Expect a full report on his next album, since these sort of random occurrences inspire many of Lekman’s droll compositions, which have tackled such topics as working in a bingo hall and nearly cutting off a fingertip. “Moments for the ages,” he calls them, adding, “I write very literally about my experiences.”

Already a Grammy-nominated star in his homeland, Lekman has been honing his heavy-lidded wit and Morrissey-goes-Broadway baritone since 2001, when he began self-releasing CD-Rs recorded in his apartment. He signed with American indie Secretly Canadian in 2003 and has released two albums Stateside; both became fast favorites with tweedy literary types, Belle and Sebastian fans, and, his favorite niche, lovelorn women. “I love love,” Lekman says. “That should be on my gravestone.”
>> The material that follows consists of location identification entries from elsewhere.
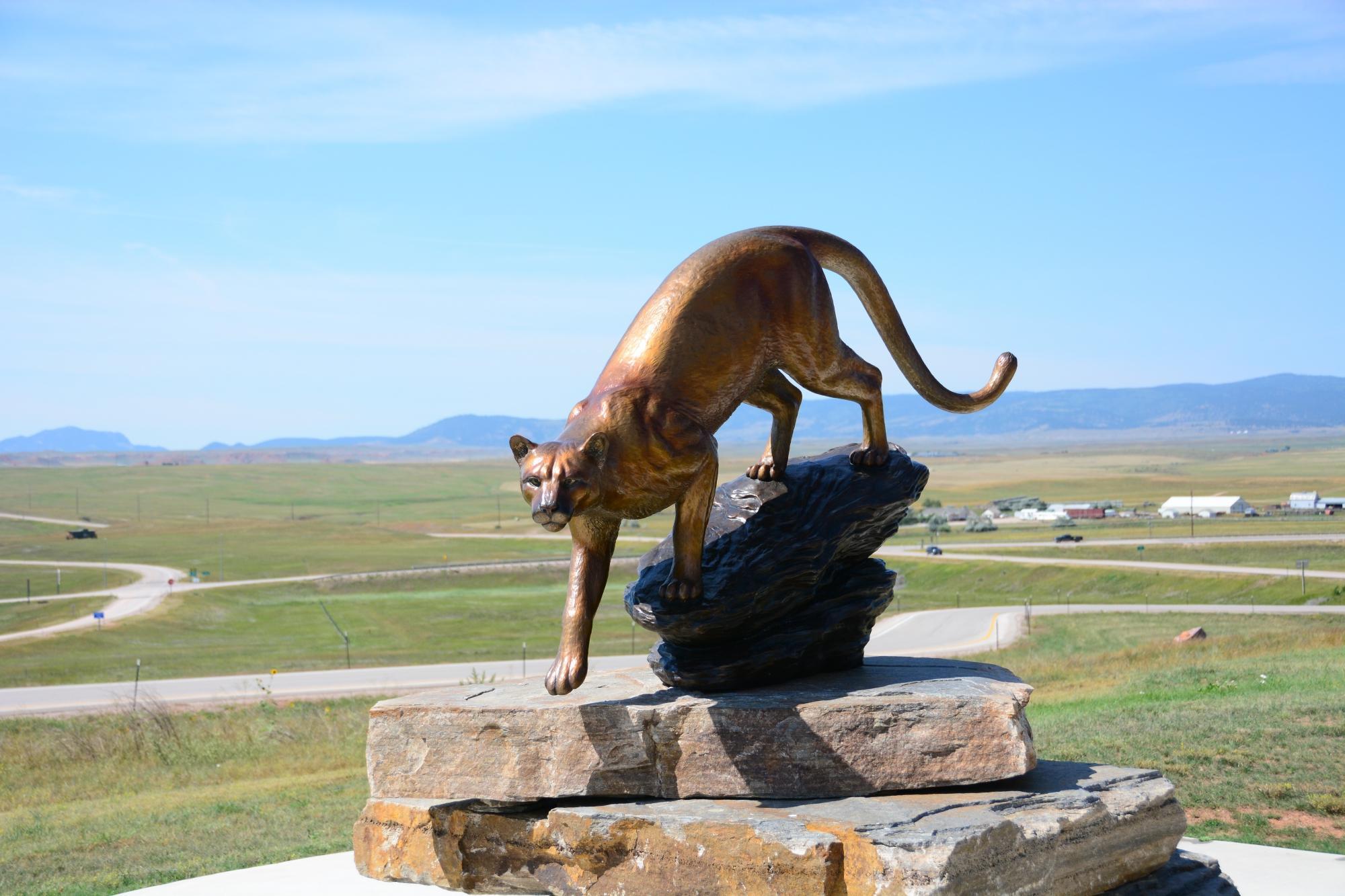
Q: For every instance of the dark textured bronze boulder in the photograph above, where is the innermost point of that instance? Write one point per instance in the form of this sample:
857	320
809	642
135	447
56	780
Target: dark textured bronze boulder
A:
792	587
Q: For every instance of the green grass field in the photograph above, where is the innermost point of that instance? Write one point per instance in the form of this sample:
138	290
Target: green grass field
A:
279	520
945	581
1321	555
469	618
1249	724
17	580
106	803
45	612
110	803
392	622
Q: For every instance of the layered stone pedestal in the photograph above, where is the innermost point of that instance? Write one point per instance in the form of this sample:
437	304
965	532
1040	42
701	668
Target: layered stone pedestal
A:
891	724
626	786
1065	827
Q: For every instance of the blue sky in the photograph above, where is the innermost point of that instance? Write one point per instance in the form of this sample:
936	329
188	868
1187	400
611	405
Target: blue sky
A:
247	221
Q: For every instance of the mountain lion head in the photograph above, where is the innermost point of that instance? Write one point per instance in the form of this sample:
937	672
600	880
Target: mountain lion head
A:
560	479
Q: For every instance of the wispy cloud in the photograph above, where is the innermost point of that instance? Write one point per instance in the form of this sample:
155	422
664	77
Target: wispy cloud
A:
322	73
36	193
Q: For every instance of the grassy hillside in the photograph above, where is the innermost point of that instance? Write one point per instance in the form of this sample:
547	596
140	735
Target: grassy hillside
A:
391	622
106	803
1249	724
Romantic saps will find plenty to appreciate on Lekman’s third full-length, Night Falls Over Kortedala, named for a dreary suburb of Gothenburg where he lived while making the album. Over tracks that twist doo-wop, Eurodisco, and schmaltzy strings into baroque pop, Lekman dates a lesbian (“A Postcard to Nina”), discards a girlfriend while a piano plunks merrily in the background (“I’m Leaving You Because I Don’t Love You”), and flirts with a deaf girl in sign language (“It Was a Strange Time in My Life”). Among the wit and quirk, however, there’s a constant, plaintive longing.

As he prepares to tour for most of 2008, Lekman hopes to shed some of that sadness. He has sublet the apartment in Kortedala and is currently couch-surfing until he moves to Australia after this string of shows. “I want to get a perspective on things,” he says, grinning. “And there’s a girl there. That’s all I know.” Good luck getting through customs.